I had a few development boxes restaged from CentOS 5 to Ubuntu 10.04.1 as The Shop is moving away from CentOS and to Ubuntu. As it turns out, the code I've been working on has pointed out a bug in the kernel that ships with CentOS 5 related to a lot of very fast malloc and free cycles. But that's not the point. On Ubuntu, I wanted to get the bitmapped font Misc Fixed Semicondensed, and by default, it's not allowed.

But that's only the default. Here's how to enable it.

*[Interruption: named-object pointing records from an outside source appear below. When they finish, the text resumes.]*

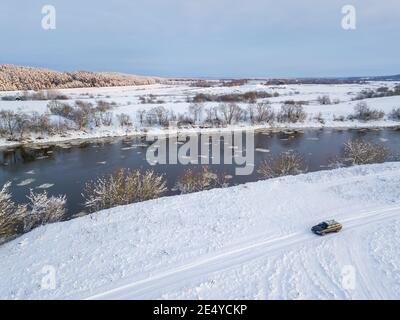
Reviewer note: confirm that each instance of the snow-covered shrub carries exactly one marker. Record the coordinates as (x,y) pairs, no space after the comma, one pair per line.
(123,187)
(292,113)
(361,152)
(12,216)
(318,117)
(18,219)
(395,114)
(124,120)
(286,163)
(364,113)
(194,181)
(261,113)
(44,209)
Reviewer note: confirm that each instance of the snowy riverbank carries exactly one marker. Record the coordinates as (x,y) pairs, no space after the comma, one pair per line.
(249,241)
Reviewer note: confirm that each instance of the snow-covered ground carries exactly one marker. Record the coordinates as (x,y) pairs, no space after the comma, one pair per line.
(175,99)
(249,241)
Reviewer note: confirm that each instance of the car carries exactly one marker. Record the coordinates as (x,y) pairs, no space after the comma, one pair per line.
(326,227)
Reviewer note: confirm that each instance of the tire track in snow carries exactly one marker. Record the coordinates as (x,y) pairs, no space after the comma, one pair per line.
(189,273)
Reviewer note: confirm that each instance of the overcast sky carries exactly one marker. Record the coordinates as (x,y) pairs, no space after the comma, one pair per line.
(210,38)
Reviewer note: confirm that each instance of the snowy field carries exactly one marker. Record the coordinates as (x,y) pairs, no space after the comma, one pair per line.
(246,242)
(175,98)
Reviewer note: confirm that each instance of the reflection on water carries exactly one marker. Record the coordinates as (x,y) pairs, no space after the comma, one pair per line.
(65,168)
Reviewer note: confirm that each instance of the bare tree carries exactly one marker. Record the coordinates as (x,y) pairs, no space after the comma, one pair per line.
(141,113)
(196,111)
(361,152)
(286,163)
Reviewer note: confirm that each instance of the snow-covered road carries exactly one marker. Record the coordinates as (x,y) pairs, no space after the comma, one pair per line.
(231,257)
(251,242)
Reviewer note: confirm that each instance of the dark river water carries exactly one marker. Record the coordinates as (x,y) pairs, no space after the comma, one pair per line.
(65,168)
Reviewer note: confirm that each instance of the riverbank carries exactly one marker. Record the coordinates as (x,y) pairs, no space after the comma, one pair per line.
(87,137)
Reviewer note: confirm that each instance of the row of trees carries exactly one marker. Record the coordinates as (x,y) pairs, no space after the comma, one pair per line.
(129,186)
(223,114)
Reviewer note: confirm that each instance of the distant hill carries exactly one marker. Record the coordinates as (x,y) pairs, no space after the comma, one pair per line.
(14,77)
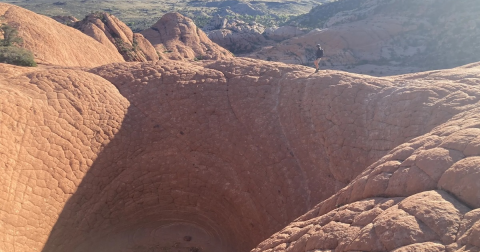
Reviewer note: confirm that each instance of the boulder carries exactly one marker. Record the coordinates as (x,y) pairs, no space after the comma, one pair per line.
(178,38)
(56,44)
(113,33)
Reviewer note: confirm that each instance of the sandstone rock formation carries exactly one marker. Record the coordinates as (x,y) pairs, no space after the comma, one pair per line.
(235,35)
(283,32)
(397,34)
(219,155)
(54,43)
(115,34)
(66,20)
(241,37)
(178,38)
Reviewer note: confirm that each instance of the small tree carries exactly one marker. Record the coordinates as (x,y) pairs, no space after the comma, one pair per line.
(10,36)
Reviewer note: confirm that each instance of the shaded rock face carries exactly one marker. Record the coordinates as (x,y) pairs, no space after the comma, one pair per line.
(66,20)
(54,43)
(241,37)
(219,155)
(178,38)
(115,34)
(235,35)
(422,34)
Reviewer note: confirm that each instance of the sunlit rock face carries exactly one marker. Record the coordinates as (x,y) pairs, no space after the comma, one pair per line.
(232,155)
(217,156)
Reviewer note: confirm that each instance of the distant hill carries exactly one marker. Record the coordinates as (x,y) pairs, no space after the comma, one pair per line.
(425,35)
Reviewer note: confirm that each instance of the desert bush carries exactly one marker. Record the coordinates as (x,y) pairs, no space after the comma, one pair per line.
(16,56)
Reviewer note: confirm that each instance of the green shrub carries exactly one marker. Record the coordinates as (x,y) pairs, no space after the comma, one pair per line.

The key is to remove the font config rule that says "no bitmapped fonts". To do this, we simply:

  $ sudo rm /etc/fonts/conf.d/70-no-bitmaps.conf

this was a link to /etc/fonts/conf.avail/70-no-bitmaps.conf anyway, so it's not like anything was really "lost". Then we need to re-run the font config to pick up this change:

  $ sudo dpkg-reconfigure fontconfig

Now you should have bitmapped fonts for Vim. Excellent.